RBI strategy to counter fed tapering
- Haunted by memories of India’s 2013 markets crash, the country’s central bank is engaging in a tricky balancing act with domestic yields to keep volatility out of its bond markets ahead of the Federal Reserve’s historic policy decision this month.
- The Reserve Bank of India (RBI) is seeking to prevent wild swings in bond markets by agreeing to pay higher interest rates to investors at bond auctions while also buying bonds in the open market to stop yields rising too much.
- Although India has outperformed many emerging markets this year, the country has not been immune to Fed jitters, with foreign investors selling around $1.7 billion in bonds and shares last month.
- The RBI has in its past two weekly government bond auctions allotted tenders to bidders below market prices, effectively paying higher-than-normal yields.
- Typically, the RBI sets a maximum cut-off yield for bids and employs a process known as ‘devolvement’ for weak bond tenders in which the auction’s underwriting dealers buy up the shortfall in undersubscribed tenders at the cut-off yield.
- This is why the RBI has avoided devolvement at its Nov. 27 and 20 auctions, despite tepid appetite, and has chosen to accept all bids, even those demanding yields above the majority of the bidders.
- The RBI’s last devolved auction took place in June when demanded yields rose to rates that were uncomfortably high for the central bank.
- Last Friday, the RBI sold 150 billion rupees of bonds, almost half of which were 10-year benchmark bonds priced at a 7.76 percent yield, 4-5 basis points higher than market rates on that day.
- A surprise RBI announcement on Wednesday to buy $1.5 billion of government bonds in the secondary market, however, is targeted at countering the recent rise in yields and easing tight cash conditions. The move helped push yields down six basis points on Thursday.
- And as a result, yields at this week’s RBI bond auction on Friday are also likely to be lower.
- However, analysts say the RBI’s current strategy comes with hazards and may perversely create more problems.

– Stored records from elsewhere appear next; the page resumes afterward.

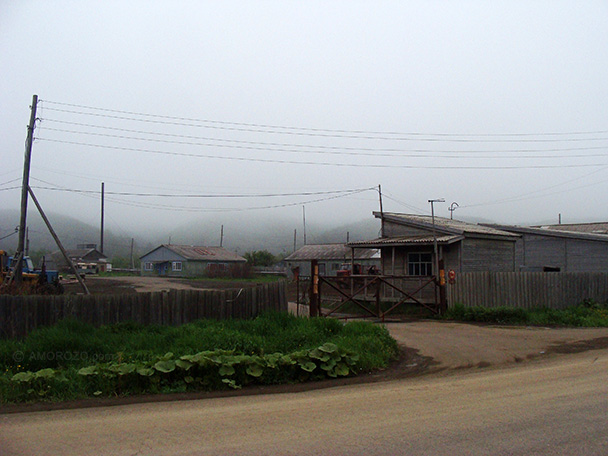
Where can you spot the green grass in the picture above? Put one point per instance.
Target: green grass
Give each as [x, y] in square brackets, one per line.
[586, 314]
[72, 345]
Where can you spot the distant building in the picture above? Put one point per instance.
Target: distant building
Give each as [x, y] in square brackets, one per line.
[188, 260]
[86, 258]
[329, 257]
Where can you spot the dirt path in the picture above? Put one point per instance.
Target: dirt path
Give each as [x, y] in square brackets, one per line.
[548, 408]
[458, 345]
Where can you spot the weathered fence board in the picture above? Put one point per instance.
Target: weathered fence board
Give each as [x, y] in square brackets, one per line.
[527, 289]
[21, 314]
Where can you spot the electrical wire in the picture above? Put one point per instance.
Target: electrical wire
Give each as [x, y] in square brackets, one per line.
[292, 162]
[257, 125]
[449, 154]
[306, 146]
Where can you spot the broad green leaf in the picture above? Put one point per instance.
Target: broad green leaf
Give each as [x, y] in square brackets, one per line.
[308, 366]
[226, 370]
[145, 371]
[23, 377]
[90, 370]
[183, 364]
[255, 370]
[165, 366]
[231, 383]
[328, 347]
[45, 373]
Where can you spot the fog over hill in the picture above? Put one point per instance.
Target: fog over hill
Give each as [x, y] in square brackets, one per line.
[241, 233]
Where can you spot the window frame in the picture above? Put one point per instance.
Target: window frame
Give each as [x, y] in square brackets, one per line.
[420, 267]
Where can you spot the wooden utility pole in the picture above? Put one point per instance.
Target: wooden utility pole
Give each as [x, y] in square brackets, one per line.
[304, 222]
[381, 211]
[102, 201]
[58, 242]
[24, 190]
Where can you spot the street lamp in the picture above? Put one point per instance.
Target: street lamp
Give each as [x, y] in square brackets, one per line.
[440, 200]
[452, 208]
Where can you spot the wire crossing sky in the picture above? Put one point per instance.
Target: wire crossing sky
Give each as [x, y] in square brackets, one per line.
[202, 109]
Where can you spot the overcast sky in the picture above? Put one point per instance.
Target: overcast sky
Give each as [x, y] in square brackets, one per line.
[501, 107]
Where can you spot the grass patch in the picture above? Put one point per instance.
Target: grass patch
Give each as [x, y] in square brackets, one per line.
[586, 314]
[73, 360]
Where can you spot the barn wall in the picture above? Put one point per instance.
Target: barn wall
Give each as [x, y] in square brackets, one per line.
[479, 255]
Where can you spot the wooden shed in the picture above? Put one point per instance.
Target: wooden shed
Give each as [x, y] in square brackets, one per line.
[407, 245]
[188, 260]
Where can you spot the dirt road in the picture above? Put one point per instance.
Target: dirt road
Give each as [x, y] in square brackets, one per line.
[550, 407]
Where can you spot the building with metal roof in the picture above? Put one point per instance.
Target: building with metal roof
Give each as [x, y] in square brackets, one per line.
[188, 260]
[408, 242]
[329, 257]
[573, 248]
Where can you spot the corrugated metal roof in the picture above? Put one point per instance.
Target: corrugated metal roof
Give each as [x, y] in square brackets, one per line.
[544, 231]
[330, 252]
[591, 228]
[408, 240]
[202, 253]
[442, 224]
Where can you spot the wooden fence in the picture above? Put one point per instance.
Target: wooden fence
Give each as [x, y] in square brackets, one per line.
[527, 289]
[21, 314]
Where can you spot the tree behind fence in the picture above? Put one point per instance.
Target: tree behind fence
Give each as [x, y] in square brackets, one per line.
[21, 314]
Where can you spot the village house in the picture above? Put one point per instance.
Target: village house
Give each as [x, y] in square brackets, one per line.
[330, 257]
[407, 245]
[560, 248]
[188, 261]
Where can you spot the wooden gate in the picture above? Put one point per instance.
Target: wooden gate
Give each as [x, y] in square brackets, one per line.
[372, 296]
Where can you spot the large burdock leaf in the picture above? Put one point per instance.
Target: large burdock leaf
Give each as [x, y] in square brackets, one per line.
[45, 373]
[226, 370]
[183, 364]
[308, 366]
[90, 370]
[23, 377]
[328, 347]
[255, 370]
[145, 371]
[165, 366]
[317, 353]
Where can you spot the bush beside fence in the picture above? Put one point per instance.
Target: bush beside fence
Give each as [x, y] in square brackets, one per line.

RBI intervenes as rupee slipped
- The Reserve Bank of India (RBI) intervened in the foreign exchange market as the rupee weakened to a more than two-year-low of 67 a dollar. The intervention helped the currency to eventually recover ground.
- Signs that the U.S. Fed is on course to increase interest rates this month have spurred investors to move out of emerging market economies and to safer assets.
- The European Central Bank’s decision to cut interest rate also weighed on the currency.
- The ECB reduced its deposit rate into negative territory to boost the European economy and also said it will continue to buy government bonds and other assets until March 2017, six months longer than planned.